“Victoria had long fair hair and a body of Amazonian magnificence – just the kind of looks that I imagined drove men mad in the gambling saloons of the American west. So that was how I photographed her.” John d Green

One of the most controversial photographs at the time featured the 18 year old Victoria Mills, daughter of Lord Hillingdon who ran Glyn, Mills and Co, a long established private bank founded in 1753. Blood didn’t come much bluer.

His Lordship was reportedly spitting feathers to find a photograph of his comely and curvaceous daughter sitting at the card table, wearing a poker dealer’s visor and apparently, not very much else. Hillingdon, a former Life Guards officer, went over the top. He instructed his solicitors to investigate. A spokesman at the time declared, in a suitably understated tone “It is an unfortunate book – and the fact that her picture is in it is undesireable.”
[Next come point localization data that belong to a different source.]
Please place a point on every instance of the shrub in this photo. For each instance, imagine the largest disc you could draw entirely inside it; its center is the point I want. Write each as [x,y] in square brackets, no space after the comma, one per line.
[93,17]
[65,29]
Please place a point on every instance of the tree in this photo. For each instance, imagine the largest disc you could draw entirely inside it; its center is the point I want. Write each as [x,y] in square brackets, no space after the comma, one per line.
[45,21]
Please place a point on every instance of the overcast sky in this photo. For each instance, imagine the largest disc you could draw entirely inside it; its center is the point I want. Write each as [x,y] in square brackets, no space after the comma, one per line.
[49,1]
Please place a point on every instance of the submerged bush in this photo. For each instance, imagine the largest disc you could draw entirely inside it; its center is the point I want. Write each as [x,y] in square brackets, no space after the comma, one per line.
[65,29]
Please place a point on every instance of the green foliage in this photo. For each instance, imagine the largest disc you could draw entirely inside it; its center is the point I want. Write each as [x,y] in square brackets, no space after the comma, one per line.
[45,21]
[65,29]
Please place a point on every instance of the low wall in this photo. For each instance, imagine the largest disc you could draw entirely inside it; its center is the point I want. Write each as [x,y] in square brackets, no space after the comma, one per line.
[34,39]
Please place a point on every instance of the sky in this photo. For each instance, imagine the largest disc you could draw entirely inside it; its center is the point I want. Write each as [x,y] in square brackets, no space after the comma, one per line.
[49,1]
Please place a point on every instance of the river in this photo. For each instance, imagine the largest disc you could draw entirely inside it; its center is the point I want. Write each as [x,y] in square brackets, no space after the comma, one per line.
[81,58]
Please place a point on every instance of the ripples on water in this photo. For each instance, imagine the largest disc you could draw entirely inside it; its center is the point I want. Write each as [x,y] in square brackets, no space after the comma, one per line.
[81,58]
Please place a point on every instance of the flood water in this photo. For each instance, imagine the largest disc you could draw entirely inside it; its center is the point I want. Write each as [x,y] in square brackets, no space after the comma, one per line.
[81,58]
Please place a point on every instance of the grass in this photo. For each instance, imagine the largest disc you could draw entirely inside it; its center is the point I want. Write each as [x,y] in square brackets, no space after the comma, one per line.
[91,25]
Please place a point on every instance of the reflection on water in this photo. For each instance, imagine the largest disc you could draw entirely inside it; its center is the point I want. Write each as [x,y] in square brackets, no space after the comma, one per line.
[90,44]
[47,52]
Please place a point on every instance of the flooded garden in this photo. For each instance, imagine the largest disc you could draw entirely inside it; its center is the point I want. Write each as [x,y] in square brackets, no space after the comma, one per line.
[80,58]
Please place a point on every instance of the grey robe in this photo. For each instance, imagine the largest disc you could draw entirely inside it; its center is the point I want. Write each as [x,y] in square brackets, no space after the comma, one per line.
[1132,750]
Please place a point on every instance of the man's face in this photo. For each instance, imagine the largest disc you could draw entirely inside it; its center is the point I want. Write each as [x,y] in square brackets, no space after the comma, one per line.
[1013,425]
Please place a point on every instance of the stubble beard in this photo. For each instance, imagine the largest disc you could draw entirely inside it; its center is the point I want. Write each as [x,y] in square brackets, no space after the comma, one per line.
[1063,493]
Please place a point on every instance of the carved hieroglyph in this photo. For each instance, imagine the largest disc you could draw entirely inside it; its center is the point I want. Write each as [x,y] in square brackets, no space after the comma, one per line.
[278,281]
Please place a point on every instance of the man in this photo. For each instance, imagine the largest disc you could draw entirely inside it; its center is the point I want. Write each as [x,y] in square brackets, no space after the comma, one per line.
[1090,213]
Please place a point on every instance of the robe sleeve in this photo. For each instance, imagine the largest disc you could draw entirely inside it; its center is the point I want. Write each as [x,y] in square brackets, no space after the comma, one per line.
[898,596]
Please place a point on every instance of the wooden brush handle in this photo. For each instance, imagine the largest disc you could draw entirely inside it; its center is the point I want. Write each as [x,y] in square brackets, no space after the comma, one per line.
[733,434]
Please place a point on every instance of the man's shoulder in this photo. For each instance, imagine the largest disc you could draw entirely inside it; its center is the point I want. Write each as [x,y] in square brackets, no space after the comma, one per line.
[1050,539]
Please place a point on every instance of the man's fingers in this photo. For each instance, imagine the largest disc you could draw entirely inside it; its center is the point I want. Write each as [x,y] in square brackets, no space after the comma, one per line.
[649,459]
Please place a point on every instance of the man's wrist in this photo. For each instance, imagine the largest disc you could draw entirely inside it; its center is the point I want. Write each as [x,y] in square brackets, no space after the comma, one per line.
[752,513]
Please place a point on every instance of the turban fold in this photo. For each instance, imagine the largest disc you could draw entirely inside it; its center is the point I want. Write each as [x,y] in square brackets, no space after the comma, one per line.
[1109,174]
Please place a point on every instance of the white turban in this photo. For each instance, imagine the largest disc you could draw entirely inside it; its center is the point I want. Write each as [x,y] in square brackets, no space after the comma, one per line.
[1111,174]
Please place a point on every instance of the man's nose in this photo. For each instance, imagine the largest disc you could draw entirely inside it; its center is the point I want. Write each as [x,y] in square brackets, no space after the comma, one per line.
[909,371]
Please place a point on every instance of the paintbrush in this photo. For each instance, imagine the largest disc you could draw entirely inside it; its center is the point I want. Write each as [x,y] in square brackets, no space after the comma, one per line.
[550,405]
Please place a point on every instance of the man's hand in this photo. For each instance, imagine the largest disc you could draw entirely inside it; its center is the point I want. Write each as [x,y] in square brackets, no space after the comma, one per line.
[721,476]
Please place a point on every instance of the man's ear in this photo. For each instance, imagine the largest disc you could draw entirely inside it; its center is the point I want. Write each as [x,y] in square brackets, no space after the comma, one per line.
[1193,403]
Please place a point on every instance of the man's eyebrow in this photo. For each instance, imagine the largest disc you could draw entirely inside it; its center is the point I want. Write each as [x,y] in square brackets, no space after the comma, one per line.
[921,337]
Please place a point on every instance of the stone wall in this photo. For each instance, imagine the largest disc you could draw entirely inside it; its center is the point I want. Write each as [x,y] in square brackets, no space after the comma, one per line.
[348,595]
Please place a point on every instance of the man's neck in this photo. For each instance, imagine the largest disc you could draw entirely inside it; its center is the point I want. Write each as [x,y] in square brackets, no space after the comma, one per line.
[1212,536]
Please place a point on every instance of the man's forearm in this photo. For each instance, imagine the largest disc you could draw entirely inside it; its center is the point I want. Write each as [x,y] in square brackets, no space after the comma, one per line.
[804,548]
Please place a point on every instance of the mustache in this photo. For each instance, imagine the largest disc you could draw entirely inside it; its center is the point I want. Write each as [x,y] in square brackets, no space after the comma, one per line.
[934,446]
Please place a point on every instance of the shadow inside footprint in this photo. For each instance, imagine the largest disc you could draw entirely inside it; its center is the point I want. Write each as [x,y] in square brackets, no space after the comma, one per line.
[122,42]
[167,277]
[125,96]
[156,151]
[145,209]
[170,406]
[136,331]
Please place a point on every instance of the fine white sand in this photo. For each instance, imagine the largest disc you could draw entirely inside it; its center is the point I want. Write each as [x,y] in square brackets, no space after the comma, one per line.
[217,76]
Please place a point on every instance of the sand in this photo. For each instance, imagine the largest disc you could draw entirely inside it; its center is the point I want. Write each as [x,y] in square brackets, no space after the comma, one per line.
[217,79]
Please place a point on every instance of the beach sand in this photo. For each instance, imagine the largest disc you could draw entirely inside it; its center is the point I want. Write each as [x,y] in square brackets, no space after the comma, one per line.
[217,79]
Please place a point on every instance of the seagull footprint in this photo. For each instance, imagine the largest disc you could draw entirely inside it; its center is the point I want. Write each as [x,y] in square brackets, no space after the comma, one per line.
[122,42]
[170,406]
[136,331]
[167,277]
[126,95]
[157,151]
John recalled the session in a contemporary newspaper article: “She really entered into the spirit of the shoot. She sat down, a green eye-shade keeping her hair from her face, holding a full poker hand. Having set the scene up, I decided to experiment with a single precarious overhead lamp.  She was being really co-operative, and I could feel we were producing exciting pictures, when – CRASH – the whole studio plunged into darkness and my camera plunged to the floor. It took a few minutes of groping around to find the light switch, but when the lights came back on Victoria was still sitting there holding the cards in her hands. She hadn’t moved an inch. It just goes to show that if you are a lady you can take anything in your stride.”